Любое по-настоящему целостное белое государство можно уподобить солнцу, которое пройдя через высшую точку неизбежно клонится к закату. Высшей точкой Спарты, как и Афин, были Греко-Персидские войны, — одна из важнейших битв за Запад которую белые выиграли. И если мы говорим что воспитаны на греко-римской культуре, то нужно постоянно отдавать себе отчет в том, что ее могло бы и не быть.
Высшей точкой Римского блеска был год падения Карфагена. На его фоне падение Эллады никак не выделялось.
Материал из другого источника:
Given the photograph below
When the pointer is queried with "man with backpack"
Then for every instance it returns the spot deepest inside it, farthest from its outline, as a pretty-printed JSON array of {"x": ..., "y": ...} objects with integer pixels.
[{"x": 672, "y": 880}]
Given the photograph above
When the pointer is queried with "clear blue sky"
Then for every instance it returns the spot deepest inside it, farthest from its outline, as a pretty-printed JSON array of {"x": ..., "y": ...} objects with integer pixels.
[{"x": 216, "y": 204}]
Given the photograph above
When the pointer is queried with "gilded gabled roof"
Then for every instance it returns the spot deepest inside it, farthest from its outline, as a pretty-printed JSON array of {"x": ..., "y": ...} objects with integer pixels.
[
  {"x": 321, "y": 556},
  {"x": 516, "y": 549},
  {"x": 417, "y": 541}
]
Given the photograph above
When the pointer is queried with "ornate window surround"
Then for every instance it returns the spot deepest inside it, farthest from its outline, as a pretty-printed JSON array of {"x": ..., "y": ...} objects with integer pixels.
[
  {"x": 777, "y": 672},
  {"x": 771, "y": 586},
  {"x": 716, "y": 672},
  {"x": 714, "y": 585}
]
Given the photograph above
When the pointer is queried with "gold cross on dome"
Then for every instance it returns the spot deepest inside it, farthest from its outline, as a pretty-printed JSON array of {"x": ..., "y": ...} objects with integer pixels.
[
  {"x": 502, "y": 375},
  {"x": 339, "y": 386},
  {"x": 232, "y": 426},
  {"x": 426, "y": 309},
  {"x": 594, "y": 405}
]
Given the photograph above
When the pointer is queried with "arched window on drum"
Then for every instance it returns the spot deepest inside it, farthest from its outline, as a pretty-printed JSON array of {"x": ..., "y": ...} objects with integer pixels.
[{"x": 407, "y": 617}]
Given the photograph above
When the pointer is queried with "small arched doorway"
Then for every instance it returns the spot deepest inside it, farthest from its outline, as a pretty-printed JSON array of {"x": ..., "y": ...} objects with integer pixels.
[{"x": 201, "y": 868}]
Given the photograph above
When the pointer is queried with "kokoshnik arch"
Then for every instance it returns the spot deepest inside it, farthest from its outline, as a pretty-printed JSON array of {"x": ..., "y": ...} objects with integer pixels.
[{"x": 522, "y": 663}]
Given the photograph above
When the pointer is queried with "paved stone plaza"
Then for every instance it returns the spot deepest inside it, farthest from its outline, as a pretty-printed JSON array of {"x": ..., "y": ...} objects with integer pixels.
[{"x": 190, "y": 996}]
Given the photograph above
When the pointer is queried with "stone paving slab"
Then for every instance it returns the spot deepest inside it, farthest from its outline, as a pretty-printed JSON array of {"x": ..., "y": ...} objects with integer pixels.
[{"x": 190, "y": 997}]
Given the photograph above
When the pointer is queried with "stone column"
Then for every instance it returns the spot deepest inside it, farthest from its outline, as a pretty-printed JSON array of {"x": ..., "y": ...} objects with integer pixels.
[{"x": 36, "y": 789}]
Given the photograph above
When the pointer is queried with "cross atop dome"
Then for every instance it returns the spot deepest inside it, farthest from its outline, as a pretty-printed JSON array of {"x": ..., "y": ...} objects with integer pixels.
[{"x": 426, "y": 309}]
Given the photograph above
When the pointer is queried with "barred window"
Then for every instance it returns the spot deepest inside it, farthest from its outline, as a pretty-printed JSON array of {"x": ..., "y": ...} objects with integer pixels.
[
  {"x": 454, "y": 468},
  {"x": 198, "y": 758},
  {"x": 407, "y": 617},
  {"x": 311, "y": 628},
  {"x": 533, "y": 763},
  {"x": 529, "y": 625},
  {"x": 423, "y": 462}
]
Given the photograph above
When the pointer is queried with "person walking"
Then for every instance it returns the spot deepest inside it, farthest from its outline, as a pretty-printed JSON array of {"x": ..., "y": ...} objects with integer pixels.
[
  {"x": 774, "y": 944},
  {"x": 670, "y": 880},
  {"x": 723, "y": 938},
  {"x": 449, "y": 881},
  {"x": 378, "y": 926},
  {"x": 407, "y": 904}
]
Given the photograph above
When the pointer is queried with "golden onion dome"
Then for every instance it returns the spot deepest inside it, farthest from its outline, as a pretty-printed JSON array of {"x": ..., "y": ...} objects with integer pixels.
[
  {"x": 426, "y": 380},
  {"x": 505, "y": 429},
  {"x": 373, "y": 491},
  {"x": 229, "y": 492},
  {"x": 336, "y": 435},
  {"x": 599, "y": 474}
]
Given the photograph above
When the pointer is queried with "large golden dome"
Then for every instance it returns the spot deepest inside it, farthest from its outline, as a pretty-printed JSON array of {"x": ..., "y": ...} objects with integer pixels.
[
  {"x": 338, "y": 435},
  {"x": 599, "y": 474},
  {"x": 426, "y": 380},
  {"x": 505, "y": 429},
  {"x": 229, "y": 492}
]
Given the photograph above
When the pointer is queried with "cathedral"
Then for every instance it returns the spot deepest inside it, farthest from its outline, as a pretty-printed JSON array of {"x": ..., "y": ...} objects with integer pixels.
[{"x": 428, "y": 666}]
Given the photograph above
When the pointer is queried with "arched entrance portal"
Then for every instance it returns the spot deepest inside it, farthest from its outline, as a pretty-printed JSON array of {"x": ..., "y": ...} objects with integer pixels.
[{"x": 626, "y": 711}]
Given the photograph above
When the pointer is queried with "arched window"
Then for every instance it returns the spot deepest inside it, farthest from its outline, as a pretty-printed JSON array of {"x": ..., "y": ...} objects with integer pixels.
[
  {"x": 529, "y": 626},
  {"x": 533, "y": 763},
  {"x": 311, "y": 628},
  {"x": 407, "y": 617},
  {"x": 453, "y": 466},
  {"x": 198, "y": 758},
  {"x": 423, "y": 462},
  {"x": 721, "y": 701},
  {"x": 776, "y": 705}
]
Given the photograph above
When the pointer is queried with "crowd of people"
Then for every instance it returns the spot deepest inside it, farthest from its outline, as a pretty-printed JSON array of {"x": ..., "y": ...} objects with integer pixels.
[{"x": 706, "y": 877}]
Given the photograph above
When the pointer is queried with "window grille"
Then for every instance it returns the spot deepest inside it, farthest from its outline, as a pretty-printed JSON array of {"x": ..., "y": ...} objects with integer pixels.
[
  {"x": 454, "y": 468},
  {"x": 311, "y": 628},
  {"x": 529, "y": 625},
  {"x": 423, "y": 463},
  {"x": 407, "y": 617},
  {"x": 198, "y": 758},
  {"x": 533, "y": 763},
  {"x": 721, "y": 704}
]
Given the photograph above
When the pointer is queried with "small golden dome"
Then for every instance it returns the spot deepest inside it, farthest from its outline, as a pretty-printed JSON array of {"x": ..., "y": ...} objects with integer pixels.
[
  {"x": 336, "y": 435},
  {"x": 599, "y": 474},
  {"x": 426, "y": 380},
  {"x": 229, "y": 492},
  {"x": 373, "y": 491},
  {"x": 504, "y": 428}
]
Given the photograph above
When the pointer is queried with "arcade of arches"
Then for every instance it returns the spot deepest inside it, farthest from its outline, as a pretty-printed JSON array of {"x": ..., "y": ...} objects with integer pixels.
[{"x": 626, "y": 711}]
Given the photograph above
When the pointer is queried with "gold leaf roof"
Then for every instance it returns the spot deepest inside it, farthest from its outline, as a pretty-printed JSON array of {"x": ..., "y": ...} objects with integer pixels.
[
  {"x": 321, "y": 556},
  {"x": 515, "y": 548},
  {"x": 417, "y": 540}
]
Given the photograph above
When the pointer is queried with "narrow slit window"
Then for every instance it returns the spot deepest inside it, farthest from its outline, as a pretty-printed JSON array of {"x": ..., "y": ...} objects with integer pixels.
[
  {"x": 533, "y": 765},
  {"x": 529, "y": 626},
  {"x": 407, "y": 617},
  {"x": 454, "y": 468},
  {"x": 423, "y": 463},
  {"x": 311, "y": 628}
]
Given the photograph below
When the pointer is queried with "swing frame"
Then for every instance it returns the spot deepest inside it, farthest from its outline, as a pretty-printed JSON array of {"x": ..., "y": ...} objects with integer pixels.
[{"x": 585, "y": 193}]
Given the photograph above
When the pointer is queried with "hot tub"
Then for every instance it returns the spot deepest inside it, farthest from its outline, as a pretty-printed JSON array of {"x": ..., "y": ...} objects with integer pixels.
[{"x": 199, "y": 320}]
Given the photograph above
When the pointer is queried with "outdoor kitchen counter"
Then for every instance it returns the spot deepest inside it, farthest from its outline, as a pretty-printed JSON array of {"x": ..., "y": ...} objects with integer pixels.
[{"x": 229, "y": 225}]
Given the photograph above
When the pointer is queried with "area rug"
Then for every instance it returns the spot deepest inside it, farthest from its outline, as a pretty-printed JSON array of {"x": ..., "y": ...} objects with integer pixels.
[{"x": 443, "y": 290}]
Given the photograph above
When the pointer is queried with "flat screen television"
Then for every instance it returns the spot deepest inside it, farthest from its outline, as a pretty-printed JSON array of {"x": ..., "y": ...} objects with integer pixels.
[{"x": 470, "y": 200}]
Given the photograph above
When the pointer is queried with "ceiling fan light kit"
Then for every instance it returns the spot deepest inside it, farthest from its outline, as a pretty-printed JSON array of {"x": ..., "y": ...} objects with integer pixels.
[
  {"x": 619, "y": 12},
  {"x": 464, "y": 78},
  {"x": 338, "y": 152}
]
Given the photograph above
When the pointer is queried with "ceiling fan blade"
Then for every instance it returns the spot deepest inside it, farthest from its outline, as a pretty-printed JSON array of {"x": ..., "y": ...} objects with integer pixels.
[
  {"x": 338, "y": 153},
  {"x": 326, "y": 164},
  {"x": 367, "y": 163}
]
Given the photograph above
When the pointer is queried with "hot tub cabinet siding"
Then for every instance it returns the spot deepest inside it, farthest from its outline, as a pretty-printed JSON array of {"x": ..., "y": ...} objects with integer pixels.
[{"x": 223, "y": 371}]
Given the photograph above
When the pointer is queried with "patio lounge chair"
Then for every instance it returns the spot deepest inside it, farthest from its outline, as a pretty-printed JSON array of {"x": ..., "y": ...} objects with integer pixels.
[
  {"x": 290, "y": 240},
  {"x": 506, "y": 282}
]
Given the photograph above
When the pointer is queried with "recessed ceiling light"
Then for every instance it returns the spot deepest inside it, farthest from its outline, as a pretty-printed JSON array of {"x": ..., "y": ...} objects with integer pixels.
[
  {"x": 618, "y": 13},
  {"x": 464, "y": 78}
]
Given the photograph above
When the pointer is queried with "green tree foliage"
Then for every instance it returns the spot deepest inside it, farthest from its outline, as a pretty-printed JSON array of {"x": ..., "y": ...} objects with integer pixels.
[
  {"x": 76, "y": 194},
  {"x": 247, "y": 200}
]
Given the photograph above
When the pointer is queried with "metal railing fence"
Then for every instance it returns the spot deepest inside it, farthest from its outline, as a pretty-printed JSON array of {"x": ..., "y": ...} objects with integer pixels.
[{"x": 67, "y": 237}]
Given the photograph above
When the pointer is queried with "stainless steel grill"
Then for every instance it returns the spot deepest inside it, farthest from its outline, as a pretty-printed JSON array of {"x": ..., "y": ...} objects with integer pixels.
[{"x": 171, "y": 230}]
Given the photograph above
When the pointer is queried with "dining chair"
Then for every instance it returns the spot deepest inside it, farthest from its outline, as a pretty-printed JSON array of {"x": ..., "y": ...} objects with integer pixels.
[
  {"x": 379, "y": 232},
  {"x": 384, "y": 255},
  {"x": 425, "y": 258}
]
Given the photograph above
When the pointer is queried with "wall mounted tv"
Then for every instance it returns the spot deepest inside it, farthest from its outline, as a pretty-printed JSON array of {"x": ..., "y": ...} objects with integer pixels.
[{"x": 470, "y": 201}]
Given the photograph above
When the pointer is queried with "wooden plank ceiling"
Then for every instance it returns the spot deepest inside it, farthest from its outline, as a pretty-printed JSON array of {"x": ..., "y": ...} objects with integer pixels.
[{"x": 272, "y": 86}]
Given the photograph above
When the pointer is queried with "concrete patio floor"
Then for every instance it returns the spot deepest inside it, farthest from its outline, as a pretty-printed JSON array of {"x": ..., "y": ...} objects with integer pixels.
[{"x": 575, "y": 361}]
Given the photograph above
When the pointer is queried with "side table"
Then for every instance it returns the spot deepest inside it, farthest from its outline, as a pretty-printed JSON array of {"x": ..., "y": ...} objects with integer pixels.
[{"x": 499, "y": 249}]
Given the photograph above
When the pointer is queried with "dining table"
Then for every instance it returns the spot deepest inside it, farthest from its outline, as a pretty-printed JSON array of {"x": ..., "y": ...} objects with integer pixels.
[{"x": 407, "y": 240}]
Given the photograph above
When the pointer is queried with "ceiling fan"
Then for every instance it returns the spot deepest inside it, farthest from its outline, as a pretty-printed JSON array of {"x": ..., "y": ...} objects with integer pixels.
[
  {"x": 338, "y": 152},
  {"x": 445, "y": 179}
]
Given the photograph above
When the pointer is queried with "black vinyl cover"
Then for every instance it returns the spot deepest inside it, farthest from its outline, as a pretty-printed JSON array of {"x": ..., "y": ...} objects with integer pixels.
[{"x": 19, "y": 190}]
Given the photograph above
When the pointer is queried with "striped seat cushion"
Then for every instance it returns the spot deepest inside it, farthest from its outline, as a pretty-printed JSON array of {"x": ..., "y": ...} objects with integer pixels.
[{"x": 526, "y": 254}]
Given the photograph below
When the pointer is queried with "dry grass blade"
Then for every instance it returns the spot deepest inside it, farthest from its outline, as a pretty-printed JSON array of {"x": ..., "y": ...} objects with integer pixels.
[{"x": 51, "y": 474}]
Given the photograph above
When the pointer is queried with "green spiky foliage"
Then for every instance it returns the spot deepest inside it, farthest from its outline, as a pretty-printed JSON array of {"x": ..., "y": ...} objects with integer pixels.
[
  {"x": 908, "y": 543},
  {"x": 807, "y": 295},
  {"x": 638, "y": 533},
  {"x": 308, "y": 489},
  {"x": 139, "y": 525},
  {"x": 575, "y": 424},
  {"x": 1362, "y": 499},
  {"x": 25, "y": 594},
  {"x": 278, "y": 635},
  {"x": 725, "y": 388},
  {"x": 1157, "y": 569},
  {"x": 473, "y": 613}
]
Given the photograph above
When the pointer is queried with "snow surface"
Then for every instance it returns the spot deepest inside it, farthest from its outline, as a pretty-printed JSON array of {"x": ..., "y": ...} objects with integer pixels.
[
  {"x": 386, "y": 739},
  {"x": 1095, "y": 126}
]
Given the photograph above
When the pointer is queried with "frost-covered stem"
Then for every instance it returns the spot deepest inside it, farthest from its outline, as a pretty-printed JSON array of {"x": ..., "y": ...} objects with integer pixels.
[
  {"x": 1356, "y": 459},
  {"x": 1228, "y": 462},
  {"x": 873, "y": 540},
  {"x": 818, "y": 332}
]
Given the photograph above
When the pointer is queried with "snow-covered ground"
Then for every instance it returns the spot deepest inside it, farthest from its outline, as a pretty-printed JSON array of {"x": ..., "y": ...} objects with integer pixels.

В этот год Рим стал Империей, пусть не по форме правления, а по духу. Пройдет чуть больше века и им уже будут править первые императоры. Рим, начав свой рассвет царями, из которых каждый был если и не гениален, то вне всякого сомнения обладал незаурядными талантами, заканчивал императорами, правление лишь нескольких из которых имело хоть какой-то исторический смысл. Рим пожирал все земли до которых могли дойти его легионы, становясь мировой державой, точнее — первой сверххдержавой, но и подготавливая падение, которое, для соблюдения симметрии, должно было завершиться мировой катастрофой. Силой Рим победить было нельзя, вот почему апологетам тогдашней римской государственности была вполне имманентна мысль о его грядущем вечном существовании. Они, несмотря на все достоинства, не обладали знаниями исторических примеров, ибо таковых просто не было. Они прекрасно отдавали себе отчет в том, что их государственное устройство — самое лучше какое вообще можно вообразить, а потому им ничто не может реально угрожать. Римляне, как и спартанцы, более всего верили в самих себя, что продлится еще недолго, а общее внутреннее ослабление естественной государственной мощи породит первобытный культ императоров, на счет которого Шпенглер высказывался следующим образом:
"Культ императоров есть последнее религиозное создание античных народов, поскольку они еще не были сломлены в своих инстинктах восточными элементами. Нужно признать полную серьезность этого богочувствования. То обстоятельство что римские массы считали за нечто весьма действительное происхождение от Венеры Юлия Цезаря, глубокого скептика, имело решающее влияние на историю правления Юлиево-Клавдиевого дома. Культ гения Августа со строго установленными жертвоприношениями, в то время как сам глава государства вел в стенах Рима жизнь мало отличающуюся от жизни выдающегося частного лица, становится понятным только из мирочувствования аполлоновской души /…/ Здесь сталкиваются инстинкт и интеллект, вера и знание, притом в политической маскировке, как демократия и аристократия. Два вечного воплощения античного бытия, Афины и Спарта, тирания и олигархия, плебс и сенат, Цезарь и Помпей, принципат и республика, последний раз противостоят друг другу в культе "Divus Julius" и возникшем в качестве оппозиции к последнему в намеченном уже Луканом в «Фарсалии» культе родовитого республиканца Катона. Вся кровавая история ранней эпохи императоров находит здесь свое объяснение".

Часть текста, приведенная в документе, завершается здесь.